La ragazza ne viene messa al corrente e si scusa in un buon italiano con accento portoghese per le lacrime che non riusciva a frenare.
Il giro visite va avanti.
Sul letto vuoto, solo una scritta: "IVG", il modo elegante e poco traumatico per definire l'aborto volontario.
"Interruzione volontaria della gravidanza" rende tutto più ovattato e indolore.
Silenzio. Nessuna parola dai camici bianchi, si tira avanti al prossimo paziente.

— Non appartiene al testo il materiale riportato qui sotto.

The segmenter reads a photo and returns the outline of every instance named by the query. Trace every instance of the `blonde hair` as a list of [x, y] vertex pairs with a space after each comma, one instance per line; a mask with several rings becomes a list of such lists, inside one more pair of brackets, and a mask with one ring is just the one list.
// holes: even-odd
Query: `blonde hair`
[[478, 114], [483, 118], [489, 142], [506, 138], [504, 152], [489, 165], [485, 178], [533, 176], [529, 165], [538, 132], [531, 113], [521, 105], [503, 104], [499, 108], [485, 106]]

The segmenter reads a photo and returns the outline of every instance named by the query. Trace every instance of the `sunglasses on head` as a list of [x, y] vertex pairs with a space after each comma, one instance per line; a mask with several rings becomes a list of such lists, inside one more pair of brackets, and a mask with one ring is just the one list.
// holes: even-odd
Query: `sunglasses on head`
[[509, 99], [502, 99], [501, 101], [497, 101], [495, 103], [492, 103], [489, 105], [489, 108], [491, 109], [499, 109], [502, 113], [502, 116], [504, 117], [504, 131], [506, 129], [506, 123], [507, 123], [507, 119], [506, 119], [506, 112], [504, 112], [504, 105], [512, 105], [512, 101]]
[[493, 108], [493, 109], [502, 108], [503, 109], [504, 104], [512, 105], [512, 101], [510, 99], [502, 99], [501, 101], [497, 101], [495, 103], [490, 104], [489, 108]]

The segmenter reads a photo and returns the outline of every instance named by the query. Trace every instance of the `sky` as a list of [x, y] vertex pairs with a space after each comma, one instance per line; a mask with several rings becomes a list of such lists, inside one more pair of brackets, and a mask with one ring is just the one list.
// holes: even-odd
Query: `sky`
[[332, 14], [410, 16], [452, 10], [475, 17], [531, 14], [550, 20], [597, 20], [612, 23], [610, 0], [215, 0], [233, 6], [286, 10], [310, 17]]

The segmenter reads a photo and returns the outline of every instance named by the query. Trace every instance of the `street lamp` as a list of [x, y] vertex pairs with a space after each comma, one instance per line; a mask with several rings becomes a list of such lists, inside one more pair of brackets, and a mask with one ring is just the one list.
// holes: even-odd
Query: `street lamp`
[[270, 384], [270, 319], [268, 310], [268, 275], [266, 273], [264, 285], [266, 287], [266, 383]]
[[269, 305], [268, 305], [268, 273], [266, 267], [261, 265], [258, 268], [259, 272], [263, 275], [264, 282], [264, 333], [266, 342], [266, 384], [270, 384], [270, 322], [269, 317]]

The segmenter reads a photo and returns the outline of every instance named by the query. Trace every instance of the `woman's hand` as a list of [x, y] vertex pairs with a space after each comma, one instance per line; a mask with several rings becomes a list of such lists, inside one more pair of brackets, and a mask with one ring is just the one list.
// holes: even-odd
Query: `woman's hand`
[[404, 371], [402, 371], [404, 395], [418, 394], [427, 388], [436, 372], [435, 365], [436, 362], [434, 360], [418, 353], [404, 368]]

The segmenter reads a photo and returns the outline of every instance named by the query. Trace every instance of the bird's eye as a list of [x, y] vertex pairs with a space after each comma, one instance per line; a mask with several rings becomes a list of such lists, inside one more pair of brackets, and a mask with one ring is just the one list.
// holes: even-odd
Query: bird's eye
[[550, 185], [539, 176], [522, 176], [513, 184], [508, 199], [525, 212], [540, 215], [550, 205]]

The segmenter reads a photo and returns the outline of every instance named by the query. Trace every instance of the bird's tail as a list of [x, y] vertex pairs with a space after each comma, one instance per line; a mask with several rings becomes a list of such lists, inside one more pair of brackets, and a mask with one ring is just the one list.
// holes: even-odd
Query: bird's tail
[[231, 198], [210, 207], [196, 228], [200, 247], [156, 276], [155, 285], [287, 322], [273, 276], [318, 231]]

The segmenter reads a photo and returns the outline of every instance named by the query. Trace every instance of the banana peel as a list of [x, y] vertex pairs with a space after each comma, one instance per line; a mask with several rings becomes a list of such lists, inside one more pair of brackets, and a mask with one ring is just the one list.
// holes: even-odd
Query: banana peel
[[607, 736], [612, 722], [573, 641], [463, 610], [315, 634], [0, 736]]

Ironia della sorte, nella stessa stanza una ragazza desidera la nascita del figlio e l'altra la morte.
Tristemente a raggiungere il suo scopo sarà solo quest'ultima.
Non voglio annoiare i lettori con lunghi discorsi di bioetica.
Io accuso lo stato che non informa le donne della possibilità di partorire e andar via senza riconoscere il figlio e senza lasciare traccia di se.
Accuso i medici e gli scienziati che sanno benissimo che la vita scatta al momento della fecondazione, ma prostituiscono i loro studi al dio denaro.
Accuso i radicali che vogliono mettere l'aborto allo stesso livello della contraccezione.
Ci avviciniamo al Natale e non posso che riflettere sulla sacralità della vita umana. Da cattolico, il 25 Dicembre metterò Gesù Bambino nel mio presepe. E la mente andrà a quella legge infame, responsabile di un olocausto dalle proporzioni impensabili, che insauguina impunemente milioni di culle.